Alharbi Amal H, Towfek S K, Abdelhamid Abdelaziz A, Ibrahim Abdelhameed, Eid Marwa M, Khafaga Doaa Sami, Khodadadi Nima, Abualigah Laith, Saber Mohamed
Department of Computer Sciences, College of Computer and Information Sciences, Princess Nourah bint Abdulrahman University, P.O. Box 84428, Riyadh 11671, Saudi Arabia.
Computer Science and Intelligent Systems Research Center, Blacksburg, VA 24060, USA.
Biomimetics (Basel). 2023 Jul 16;8(3):313. doi: 10.3390/biomimetics8030313.

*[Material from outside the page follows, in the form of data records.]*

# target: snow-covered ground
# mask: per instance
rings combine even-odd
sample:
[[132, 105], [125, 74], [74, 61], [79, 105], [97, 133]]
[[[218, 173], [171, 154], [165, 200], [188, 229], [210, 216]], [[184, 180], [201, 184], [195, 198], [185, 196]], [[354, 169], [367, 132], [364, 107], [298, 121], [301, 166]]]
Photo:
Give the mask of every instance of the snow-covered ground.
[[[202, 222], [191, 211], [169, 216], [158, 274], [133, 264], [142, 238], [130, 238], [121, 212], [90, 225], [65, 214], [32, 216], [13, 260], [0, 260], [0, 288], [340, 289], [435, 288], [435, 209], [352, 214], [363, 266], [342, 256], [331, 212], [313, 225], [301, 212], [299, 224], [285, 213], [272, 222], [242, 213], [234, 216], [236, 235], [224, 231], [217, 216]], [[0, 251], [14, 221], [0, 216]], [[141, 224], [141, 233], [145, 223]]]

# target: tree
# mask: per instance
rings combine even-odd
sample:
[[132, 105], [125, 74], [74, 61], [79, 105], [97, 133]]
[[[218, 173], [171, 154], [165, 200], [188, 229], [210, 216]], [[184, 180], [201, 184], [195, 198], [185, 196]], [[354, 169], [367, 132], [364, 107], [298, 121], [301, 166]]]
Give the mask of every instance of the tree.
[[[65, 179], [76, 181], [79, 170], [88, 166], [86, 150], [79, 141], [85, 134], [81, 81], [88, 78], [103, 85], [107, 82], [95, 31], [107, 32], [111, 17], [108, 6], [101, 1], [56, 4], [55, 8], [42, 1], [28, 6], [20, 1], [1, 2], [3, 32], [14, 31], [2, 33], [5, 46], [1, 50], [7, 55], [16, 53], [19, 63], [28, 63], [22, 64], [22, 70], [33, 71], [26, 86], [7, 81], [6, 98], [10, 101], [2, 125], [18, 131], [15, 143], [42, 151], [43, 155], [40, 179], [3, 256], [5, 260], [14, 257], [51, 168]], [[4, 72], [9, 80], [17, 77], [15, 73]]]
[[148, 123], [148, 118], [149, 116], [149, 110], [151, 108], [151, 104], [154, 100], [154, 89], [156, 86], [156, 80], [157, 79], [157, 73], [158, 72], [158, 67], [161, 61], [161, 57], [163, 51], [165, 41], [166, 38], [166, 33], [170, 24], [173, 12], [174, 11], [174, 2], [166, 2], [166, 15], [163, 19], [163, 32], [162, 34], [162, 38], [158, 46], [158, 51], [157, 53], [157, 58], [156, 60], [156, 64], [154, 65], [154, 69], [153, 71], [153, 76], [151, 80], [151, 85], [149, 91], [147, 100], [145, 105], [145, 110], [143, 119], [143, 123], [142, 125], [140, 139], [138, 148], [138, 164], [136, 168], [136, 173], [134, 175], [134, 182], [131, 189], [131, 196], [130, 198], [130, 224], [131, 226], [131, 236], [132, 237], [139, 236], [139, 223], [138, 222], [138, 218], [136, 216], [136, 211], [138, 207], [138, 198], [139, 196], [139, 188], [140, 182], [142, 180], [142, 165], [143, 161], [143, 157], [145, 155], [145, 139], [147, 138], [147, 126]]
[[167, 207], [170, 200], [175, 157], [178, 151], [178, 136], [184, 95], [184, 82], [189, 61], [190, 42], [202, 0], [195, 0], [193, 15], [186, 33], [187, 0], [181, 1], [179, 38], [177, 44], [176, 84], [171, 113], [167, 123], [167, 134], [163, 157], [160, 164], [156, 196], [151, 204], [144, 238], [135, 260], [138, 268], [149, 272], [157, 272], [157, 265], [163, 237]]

The virus that causes monkeypox has been observed in Africa for several years, and it has been linked to the development of skin lesions. Public panic and anxiety have resulted from the deadly repercussions of virus infections following the COVID-19 pandemic. Rapid detection approaches are crucial since COVID-19 has reached a pandemic level. This study's overarching goal is to use metaheuristic optimization to boost the performance of feature selection and classification methods to identify skin lesions as indicators of monkeypox in the event of a pandemic. Deep learning and transfer learning approaches are used to extract the necessary features. The GoogLeNet network is the deep learning framework used for feature extraction. In addition, a binary implementation of the dipper throated optimization (DTO) algorithm is used for feature selection. The decision tree classifier is then used to label the selected set of features. The decision tree classifier is optimized using the continuous version of the DTO algorithm to improve the classification accuracy. Various evaluation methods are used to compare and contrast the proposed approach and the other competing methods using the following metrics: accuracy, sensitivity, specificity, -Value, N-Value, and F1-score. Through feature selection and a decision tree classifier, the following results are achieved using the proposed approach; F1-score of 0.92, sensitivity of 0.95, specificity of 0.61, -Value of 0.89, and N-Value of 0.79. The overall accuracy of the proposed methodology after optimizing the parameters of the decision tree classifier is 94.35%. Furthermore, the analysis of variation (ANOVA) and Wilcoxon signed rank test have been applied to the results to investigate the statistical distinction between the proposed methodology and the alternatives. This comparison verified the uniqueness and importance of the proposed approach to Monkeypox case detection.
导致猴痘的病毒在非洲已被观测到数年,并且它与皮肤损伤的发展有关。新冠疫情之后,病毒感染带来的致命影响引发了公众的恐慌和焦虑。由于新冠疫情已达到大流行级别,快速检测方法至关重要。本研究的总体目标是使用元启发式优化来提高特征选择和分类方法的性能,以便在大流行情况下将皮肤损伤识别为猴痘的指标。使用深度学习和迁移学习方法来提取必要特征。用于特征提取的深度学习框架是GoogLeNet网络。此外,采用二元版本的勺喉优化(DTO)算法进行特征选择。然后使用决策树分类器对所选特征集进行标记。使用DTO算法的连续版本对决策树分类器进行优化,以提高分类准确率。使用各种评估方法,通过以下指标对所提出的方法和其他竞争方法进行比较和对比:准确率、灵敏度、特异性、-值、N-值和F1分数。通过特征选择和决策树分类器,使用所提出的方法取得了以下结果:F1分数为0.92,灵敏度为0.95,特异性为0.61,-值为0.89,N-值为0.79。在对决策树分类器的参数进行优化后,所提出方法的总体准确率为94.35%。此外,已将方差分析(ANOVA)和威尔科克森符号秩检验应用于结果,以研究所提出方法与其他方法之间的统计差异。这种比较验证了所提出的猴痘病例检测方法的独特性和重要性。